Beranda 2026 Rapat Paripurna DPRD Provinsi NTB: Fraksi-Fraksi Sampaikan Pandangan Umum terhadap 5 Raperda...

Rapat Paripurna DPRD Provinsi NTB: Fraksi-Fraksi Sampaikan Pandangan Umum terhadap 5 Raperda Usul Prakarsa

317

DPRD Provinsi Nusa Tenggara Barat menggelar Rapat Paripurna Masa Persidangan Ketiga Tahun Sidang 2025/2026 dalam rangka Pembahasan Raperda Usul Prakarsa DPRD Provinsi NTB. Kegiatan yang berlangsung pada Kamis, 7 Mei 2026 di Ruang Rapat Utama Kantor Gubernur NTB ini mengagendakan penyampaian Pandangan Umum Fraksi-Fraksi terhadap 5 (Lima) Buah Raperda Usul Prakarsa DPRD Provinsi NTB.

Rapat dipimpin oleh Wakil Ketua I DPRD NTB, H. Lalu Wirajaya, S.Sos., serta dihadiri oleh Pimpinan dan Anggota DPRD NTB, Sekretaris Daerah mewakili Gubernur, serta jajaran Forkopimda NTB.

Dukungan Terhadap Instrumen Hukum Daerah
Delapan fraksi yang menyampaikan pandangan umumnya menyatakan dukungan atas usulan lima Raperda tersebut. Regulasi ini dinilai strategis untuk memperkuat pelayanan publik, perlindungan masyarakat, serta optimalisasi sumber daya daerah menuju “NTB Makmur Mendunia”.

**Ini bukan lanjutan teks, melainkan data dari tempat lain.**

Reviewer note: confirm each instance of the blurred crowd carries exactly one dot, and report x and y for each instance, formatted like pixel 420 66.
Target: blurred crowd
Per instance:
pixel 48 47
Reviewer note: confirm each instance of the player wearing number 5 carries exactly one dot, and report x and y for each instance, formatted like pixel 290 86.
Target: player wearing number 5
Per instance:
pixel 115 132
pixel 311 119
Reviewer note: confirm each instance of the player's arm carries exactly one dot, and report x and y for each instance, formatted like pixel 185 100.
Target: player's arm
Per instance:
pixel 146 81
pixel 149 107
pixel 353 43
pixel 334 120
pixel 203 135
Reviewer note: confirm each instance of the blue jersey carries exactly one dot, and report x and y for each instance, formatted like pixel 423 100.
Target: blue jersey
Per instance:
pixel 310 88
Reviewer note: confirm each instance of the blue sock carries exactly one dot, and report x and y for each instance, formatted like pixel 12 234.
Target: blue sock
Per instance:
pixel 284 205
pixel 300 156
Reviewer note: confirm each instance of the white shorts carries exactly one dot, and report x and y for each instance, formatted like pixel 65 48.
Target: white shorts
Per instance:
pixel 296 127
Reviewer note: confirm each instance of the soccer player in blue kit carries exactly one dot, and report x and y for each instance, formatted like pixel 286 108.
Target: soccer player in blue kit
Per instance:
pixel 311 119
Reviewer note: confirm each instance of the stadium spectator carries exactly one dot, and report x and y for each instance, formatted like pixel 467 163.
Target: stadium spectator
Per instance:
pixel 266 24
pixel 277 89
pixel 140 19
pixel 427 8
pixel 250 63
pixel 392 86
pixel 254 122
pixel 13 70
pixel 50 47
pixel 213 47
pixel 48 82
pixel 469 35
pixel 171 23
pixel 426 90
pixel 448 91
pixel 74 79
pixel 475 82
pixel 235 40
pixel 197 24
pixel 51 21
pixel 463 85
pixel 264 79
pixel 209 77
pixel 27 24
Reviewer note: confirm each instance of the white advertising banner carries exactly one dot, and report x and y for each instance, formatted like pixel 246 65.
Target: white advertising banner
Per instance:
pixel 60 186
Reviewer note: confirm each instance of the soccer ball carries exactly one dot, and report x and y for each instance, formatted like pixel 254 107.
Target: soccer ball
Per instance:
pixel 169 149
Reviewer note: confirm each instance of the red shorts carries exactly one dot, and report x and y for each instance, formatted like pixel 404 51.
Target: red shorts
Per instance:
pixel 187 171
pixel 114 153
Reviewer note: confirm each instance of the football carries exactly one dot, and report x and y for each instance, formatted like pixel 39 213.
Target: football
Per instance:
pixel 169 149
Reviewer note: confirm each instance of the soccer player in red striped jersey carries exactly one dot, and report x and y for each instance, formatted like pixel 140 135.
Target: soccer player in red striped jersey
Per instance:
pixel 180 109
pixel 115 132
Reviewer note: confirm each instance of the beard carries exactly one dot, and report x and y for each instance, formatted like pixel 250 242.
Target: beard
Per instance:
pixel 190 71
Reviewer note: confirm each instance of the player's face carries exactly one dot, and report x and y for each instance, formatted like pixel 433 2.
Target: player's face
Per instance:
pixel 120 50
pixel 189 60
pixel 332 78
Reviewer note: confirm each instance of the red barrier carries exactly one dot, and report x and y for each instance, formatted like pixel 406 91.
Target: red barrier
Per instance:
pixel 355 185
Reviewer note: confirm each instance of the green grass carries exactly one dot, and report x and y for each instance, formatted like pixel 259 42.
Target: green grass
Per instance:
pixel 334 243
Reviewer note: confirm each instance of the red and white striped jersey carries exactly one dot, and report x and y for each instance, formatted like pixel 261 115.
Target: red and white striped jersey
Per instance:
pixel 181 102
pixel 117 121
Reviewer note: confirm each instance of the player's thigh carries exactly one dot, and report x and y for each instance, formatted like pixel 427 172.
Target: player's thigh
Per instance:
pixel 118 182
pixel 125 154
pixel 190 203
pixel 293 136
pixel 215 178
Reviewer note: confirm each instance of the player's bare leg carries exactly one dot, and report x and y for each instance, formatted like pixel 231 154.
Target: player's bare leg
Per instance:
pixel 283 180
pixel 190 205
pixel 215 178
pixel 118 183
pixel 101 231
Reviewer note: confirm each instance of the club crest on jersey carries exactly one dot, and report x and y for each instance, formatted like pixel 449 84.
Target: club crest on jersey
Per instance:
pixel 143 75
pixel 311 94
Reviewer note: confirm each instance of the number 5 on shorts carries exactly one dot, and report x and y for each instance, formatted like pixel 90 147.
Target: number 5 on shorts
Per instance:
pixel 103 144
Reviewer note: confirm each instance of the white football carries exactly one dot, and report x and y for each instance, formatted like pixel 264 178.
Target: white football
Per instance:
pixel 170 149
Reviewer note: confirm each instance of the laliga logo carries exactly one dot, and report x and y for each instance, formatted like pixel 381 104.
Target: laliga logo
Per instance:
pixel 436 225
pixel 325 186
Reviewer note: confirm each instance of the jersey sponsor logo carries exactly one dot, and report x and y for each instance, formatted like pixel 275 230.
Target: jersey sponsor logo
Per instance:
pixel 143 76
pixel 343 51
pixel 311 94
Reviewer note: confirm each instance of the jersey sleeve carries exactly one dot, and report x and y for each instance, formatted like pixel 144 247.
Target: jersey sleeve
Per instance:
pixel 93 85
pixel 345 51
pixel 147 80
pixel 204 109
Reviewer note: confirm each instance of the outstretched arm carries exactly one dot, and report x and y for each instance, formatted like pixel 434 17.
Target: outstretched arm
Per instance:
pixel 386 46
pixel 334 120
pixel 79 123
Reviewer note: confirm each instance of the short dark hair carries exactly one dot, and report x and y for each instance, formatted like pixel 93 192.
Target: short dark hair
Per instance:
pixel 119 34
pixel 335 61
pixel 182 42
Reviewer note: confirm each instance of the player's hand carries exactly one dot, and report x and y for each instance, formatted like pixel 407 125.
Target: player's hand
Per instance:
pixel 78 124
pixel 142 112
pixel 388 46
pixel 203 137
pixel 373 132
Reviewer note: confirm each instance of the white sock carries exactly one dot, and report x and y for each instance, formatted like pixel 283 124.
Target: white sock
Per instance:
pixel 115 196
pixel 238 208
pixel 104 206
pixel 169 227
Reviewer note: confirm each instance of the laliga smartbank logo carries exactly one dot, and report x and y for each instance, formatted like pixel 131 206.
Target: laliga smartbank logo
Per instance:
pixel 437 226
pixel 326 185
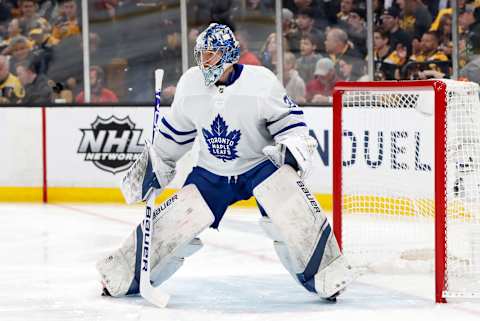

Adapun poin-poin utama yang disampaikan oleh fraksi-fraksi meliputi:

  • Raperda Bale Mediasi :
    Fraksi-fraksi mendukung penguatan Bale Mediasi sebagai jalur penyelesaian sengketa nonlitigasi yang cepat, murah, humanis, serta berbasis musyawarah dan kearifan lokal.
  • Raperda Perlindungan dan Pemberdayaan Petani :
    Menekankan pentingnya perlindungan hak petani, akurasi data distribusi pupuk, perlindungan harga hasil panen, serta jaminan asuransi pertanian.
  • Raperda Pencegahan Pinjol Ilegal dan Judi Online:
    Mendorong sinergi antarlembaga untuk pengawasan, edukasi literasi digital, serta perlindungan dan pemulihan bagi korban dampak sosial-ekonomi.
  • Raperda Sumbangan Dana Pendidikan :
    Berpandangan bahwa partisipasi masyarakat harus dikelola secara transparan, akuntabel, bersifat sukarela, dan tidak diskriminatif terhadap peserta didik kurang mampu.
  • Raperda Delegasi Kewenangan Pertambangan Minerba :
    Mendorong tata kelola pertambangan yang transparan, pengawasan lingkungan yang ketat, serta memastikan manfaat sumber daya mineral bagi kesejahteraan masyarakat daerah.

Catatan Strategis Fraksi
Beberapa fraksi memberikan penekanan khusus dalam pandangannya. Fraksi PKB mendorong adanya penghapusan biaya pendidikan atau SPP bagi SMA/SMK di NTB untuk mendukung target NTB Emas 2045. Sementara itu, Fraksi ABNR dan Fraksi PPR mengingatkan pentingnya harmonisasi regulasi agar tidak melampaui kewenangan pemerintah pusat dan memastikan adanya aturan pelaksana yang jelas agar Perda dapat diimplementasikan secara efektif.

Penyampaian pandangan umum ini menjadi dasar penting bagi tahapan pembahasan Raperda selanjutnya demi menghasilkan produk hukum yang berpihak pada kepentingan masyarakat Nusa Tenggara Barat.